To prevent future storms from causing destruction like that of the 1900 hurricane, many improvements to the island were made. The first 3 miles of the 17-foot high Galveston Seawall were built beginning in 1902. An all-weather bridge was constructed to the mainland to replace the ones destroyed in the storm.


Galveston Seawall

The most dramatic effort to protect the city was its raising. Dredged sand was used to raise the city of Galveston by as much as 17 feet above its previous elevation. Over 2,100 buildings were raised in the process, including the 3,000-ton St. Patrick’s Church. The seawall and raising of the island were jointly named a National Historical Civil Engineering Landmark by the American Society of Civil Engineers in 2001.

http://www.tshaonline.org/handbook/online/articles/GG/ydg2_print.html htm



And Coming… in 2040

In 2040, the first visible conjunction during the 21st century of the crescent Moon with the five naked-eye visible planets will occur.

The five naked-eye planets cluster together in the sky within a circle 25 degrees or less in diameter once every 57 years, on average. The 2040 grouping will include Mercury, Venus, Mars, Jupiter, Saturn and the crescent Moon. Clustered well to the east of the Sun, the planets will stage a spectacular show in the early evening.


Planetary Alignment

Many people believe that when planets are aligned their gravity and tidal forces are magnified, leading to extraordinary effects here on Earth. This seems reasonable.
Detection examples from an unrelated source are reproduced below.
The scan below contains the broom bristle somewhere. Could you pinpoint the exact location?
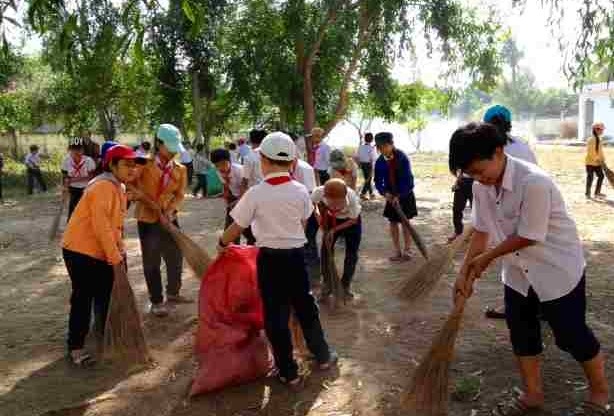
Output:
[165,224,211,279]
[399,226,473,302]
[401,299,464,416]
[104,271,150,364]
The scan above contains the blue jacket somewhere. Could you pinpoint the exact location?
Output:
[375,149,414,196]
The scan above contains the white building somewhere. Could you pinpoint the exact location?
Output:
[578,82,614,140]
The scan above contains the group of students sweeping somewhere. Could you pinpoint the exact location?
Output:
[56,107,609,416]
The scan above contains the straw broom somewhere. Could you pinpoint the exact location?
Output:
[103,266,150,364]
[399,226,473,302]
[401,296,467,416]
[392,201,429,259]
[603,162,614,188]
[49,193,66,241]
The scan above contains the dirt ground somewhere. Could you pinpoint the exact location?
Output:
[0,147,614,416]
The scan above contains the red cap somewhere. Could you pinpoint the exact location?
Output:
[104,144,137,165]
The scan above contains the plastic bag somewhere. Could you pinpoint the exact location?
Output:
[190,246,273,395]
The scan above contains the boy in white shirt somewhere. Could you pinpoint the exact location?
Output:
[219,132,337,388]
[311,178,362,298]
[449,123,609,416]
[61,137,96,221]
[211,149,243,244]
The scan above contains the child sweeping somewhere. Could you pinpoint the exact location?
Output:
[218,132,337,388]
[311,179,362,298]
[62,145,136,366]
[375,132,418,262]
[62,137,96,220]
[449,123,609,416]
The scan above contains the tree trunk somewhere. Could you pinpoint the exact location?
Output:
[192,68,208,147]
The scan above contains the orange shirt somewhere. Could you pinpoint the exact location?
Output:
[136,160,188,223]
[62,180,127,264]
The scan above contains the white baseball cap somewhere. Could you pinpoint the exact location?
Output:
[260,131,296,162]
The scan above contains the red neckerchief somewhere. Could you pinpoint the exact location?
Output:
[156,157,175,201]
[70,158,85,178]
[265,175,292,185]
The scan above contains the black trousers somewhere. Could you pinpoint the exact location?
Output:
[257,248,330,380]
[452,178,473,234]
[316,170,330,185]
[586,165,604,196]
[62,249,113,351]
[27,168,47,195]
[192,173,207,196]
[66,186,85,222]
[333,217,362,288]
[138,221,183,304]
[505,276,600,362]
[360,162,373,196]
[182,162,194,186]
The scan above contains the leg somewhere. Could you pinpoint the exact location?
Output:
[335,218,362,289]
[586,165,595,198]
[542,277,609,406]
[63,250,93,351]
[505,286,544,407]
[157,221,183,296]
[288,249,330,363]
[257,250,298,380]
[138,222,164,305]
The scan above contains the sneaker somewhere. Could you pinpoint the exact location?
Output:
[318,350,339,371]
[166,295,194,304]
[149,303,168,318]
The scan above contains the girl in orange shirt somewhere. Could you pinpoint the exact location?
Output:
[62,144,137,367]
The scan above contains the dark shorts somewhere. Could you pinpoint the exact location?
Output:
[505,276,600,362]
[384,192,418,223]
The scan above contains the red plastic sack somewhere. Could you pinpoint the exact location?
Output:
[190,246,273,395]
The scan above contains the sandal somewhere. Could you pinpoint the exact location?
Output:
[563,401,610,416]
[491,396,541,416]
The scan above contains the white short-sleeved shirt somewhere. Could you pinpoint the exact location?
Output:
[291,159,316,193]
[311,186,362,219]
[243,147,264,188]
[217,163,243,198]
[473,156,586,302]
[356,143,377,163]
[230,173,313,249]
[313,142,331,171]
[503,137,538,165]
[62,155,96,189]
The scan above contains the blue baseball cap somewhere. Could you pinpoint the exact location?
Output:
[156,124,185,153]
[484,105,512,123]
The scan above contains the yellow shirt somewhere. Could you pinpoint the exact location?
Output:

After all, "spring tides" (peak ocean tides that arise bi-monthly) occur when the Sun, the Moon and the Earth are nearly in a straight line around the times of the New Moon and Full Moon. Shouldn't even more powerful tides arise when lots of planets are lined up?

Fortunately, it doesn’t work that way. The maximum tidal force that each planet has on the Earth can be calculated. Tidal effects depend on distance and mass--but especially distance. Tides decrease in intensity as the cube of the distance to the source of gravity. (If you move twice as far away from a planet, its tidal force decreases by 2 cubed = 8 times). That's why the strongest Earthly tides are caused by the nearest object -- the Moon. If all the planets were to align perfectly with each one as close as possible to the Earth, their gravity would raise the ocean tides by just one twenty-fifth of one millimeter. Typical ocean tides on Earth caused by the Moon and Sun are thousands of times larger than that. Clearly, the contribution of the planets is entirely negligible, and it makes no difference to the Earth whether they are aligned or not.

So have no fear, it’s not the end of the world as we know it – just a fantastic night-time show. Mark your calendars!

http://science.nasa.gov/headlines/y2000/ast30mar_1m.htm



And the answer to today’s quiz?
The common household item, developed on this day in 1930 by Richard G. Drew?

Scotch tape.

The precursor to the current tapes was developed in Minneapolis by Richard Drew of 3M, to seal a then-new transparent material known as cellophane.

Use of the term "Scotch" in the name has a derogatory origin. To cut costs, 3M applied the adhesive only to the edges of the tape. A remark was made by a St. Paul automobile detailer that the stingy "Scotch" bosses needed to put more adhesive on it, and the name has stuck ever since. Scotty McTape, a kilt-wearing cartoon boy, was the brand's mascot for two decades, first appearing in 1944.


Scotty McTape

Today, 3M makes more than 900 varieties of Scotch brand tapes. Each year, 3M sells enough Scotch tape to circle the Earth 165 times.